Hace semanas que frecuentan la parroquia y siempre se paran a hablar conmigo, me cuentan sus problemas y me piden ayuda. Yo intento hacer lo que puedo, me traen documentos que tienen que rellenar; comunicaciones oficiales o papeles del médico que no entienden, para que se las explique; me preguntan por información de instituciones, subvenciones… montones de cosas de las que no entiendo y que tengo que preguntar o buscar en internet antes de aclarárselas con mucha paciencia, como si fuesen niños pequeños.
Hoy, mientras estaba con ellos sentía una profunda impotencia y pensaba en lo poco atendidas que está esta clase de gente; todas las instancias se desentienden de ellos, cuando deberían estar tutelados o ingresados en algún centro que les cuide y oriente… y así les van las cosas, por si ya tenían poco, les llueven problemas burocráticos y de convivencia.
Qué mal se siente uno en esos momentos, te das cuenta de que la cuestión es tan profunda y complicada que todo lo que intentas se acaba estrellando contra un muro, frente a la gran acumulación de dificultades que tienen.

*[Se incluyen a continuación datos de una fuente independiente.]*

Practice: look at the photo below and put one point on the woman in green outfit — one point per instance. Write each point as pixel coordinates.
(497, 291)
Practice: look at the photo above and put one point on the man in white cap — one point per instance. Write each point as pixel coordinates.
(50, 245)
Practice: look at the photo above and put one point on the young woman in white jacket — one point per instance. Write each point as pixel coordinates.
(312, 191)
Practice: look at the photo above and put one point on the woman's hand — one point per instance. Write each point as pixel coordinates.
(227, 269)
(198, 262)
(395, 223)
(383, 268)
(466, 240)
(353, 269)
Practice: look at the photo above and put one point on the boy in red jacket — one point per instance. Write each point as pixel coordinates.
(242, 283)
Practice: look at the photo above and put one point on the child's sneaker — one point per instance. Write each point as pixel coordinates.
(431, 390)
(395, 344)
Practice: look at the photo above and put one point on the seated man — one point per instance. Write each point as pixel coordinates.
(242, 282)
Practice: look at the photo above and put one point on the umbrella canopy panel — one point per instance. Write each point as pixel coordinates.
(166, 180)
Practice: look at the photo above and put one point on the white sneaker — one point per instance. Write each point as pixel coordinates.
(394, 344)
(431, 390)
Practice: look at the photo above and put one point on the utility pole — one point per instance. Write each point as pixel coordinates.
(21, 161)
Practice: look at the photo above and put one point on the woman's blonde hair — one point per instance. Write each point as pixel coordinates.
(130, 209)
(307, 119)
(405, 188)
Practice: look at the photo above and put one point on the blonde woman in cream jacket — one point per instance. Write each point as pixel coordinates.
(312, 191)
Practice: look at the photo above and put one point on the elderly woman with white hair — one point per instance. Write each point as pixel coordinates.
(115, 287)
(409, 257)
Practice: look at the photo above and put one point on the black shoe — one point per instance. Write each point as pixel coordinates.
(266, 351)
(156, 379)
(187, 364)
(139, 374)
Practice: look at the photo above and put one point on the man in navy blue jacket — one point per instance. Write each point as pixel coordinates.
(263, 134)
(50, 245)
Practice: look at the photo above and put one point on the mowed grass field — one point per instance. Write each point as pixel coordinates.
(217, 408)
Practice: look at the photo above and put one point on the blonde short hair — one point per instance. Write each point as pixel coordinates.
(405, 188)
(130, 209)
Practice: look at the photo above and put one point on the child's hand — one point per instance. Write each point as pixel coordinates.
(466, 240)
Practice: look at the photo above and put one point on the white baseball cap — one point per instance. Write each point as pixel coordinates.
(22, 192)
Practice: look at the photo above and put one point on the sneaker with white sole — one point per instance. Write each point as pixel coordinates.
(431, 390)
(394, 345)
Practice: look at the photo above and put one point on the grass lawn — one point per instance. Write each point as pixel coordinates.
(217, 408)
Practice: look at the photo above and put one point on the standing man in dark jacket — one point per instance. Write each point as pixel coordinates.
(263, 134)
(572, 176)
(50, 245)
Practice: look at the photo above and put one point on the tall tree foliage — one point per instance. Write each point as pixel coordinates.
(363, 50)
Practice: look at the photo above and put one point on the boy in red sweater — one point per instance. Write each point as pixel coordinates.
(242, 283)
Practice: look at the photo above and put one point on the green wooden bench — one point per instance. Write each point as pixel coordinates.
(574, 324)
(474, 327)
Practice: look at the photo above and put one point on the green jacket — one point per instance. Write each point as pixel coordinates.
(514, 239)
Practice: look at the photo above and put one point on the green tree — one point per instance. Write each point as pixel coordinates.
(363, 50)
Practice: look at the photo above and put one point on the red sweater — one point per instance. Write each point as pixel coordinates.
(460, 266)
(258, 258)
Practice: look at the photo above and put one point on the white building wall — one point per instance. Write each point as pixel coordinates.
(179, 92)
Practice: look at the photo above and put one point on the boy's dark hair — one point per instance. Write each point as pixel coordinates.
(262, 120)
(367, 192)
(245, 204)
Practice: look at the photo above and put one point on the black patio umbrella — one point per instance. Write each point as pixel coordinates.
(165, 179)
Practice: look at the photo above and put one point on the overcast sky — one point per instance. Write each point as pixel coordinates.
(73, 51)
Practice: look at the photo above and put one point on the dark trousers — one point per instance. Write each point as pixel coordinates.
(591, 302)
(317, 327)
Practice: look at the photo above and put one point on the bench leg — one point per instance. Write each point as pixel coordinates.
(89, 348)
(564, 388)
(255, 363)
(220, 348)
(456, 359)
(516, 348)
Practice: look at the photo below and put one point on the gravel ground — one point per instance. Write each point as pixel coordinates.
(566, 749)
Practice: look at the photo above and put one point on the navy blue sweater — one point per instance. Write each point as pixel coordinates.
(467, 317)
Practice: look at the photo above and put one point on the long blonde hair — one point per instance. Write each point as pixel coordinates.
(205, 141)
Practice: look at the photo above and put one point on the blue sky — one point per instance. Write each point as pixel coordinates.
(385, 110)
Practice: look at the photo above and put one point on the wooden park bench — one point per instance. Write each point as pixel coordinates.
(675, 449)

Tras proponerles distintas posibilidades que ha resultado inútiles, les acompañaba apesadumbrado a la puerta, cuando uno de ellos me ha dicho que les encantaba venir a la iglesia, que aquí se sentían seguros, porque entre estas paredes había amistad: la de Dios y la mía.
Casi se me saltan las lágrimas de emoción, el vacío se me ha convertido en alegría…
Así es la vida, el equilibrio entre el blanco y el negro que visto en mi hábito.